One of the most important life skills you can teach your child is how to save or, more specifically, why it’s important to save. My parents would often bring me to the bank as a small child and I observed my mother writing and cashing checks, depositing money, etc. By the time I was 7 or 8 my parents told me about a little blue passbook they had opened for me when I was born. The passbook (or savings account) contained some regular deposits and a healthy amount of money. I had no sense of the value of the account or what the cash really represented, but I do remember my parents telling me:
– This is where you will (not can) save any money you should come across (birthday, holiday, etc.).
– Once you put money into the little blue book you really do not want to take it out (unless you need something).
– The bank will give you some money in return for keeping a little blue book full of money.

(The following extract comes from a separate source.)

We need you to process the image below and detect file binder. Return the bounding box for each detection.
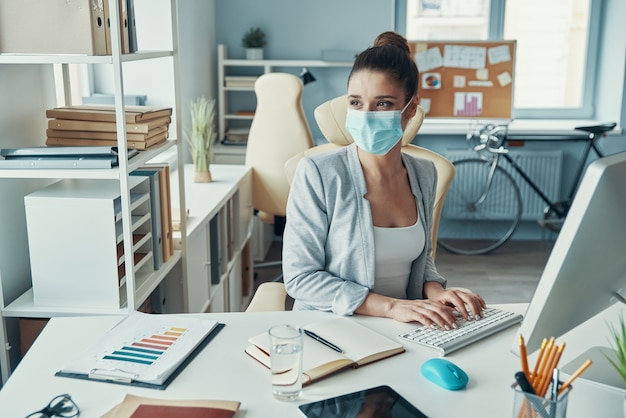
[130,169,164,270]
[127,0,139,53]
[103,0,130,54]
[0,0,107,55]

The lesson above was very simplistic, namely, that savings is good and should be taken seriously. Beyond setting up a savings account for me, my parents also exposed me to their financial goings-on from a very early age (I knew for example how much my father made via his paycheck, what our tenants would pay in rent each month, and how much my dad would collect for small handy-man type projects from folks on our block). My parents hid nothing about our financial life or status, so I was “in the know” from a very early age.
So, when beginning your child’s fiscal eduction you want to make sure you do the following:
– Set up a savings account and describe what it is meant for and how you make regular deposits.
– Expose your child to every inch of your family’s financial life (in a sense treat the child as an adult and describe how much money the family makes <and the different sources of money>, what the family does with money, and what money can and cannot provide).
I know of some families that never discuss money matters and this can be potentially dangerous for a child or even adults in the family. Money is not a dirty word nor should parents treat it as formal topic only open to adults. The sooner a child feels comfortable dealing with money the quicker he/she can begin to see the value in what it can and cannot provide an individual (for example, security versus happiness).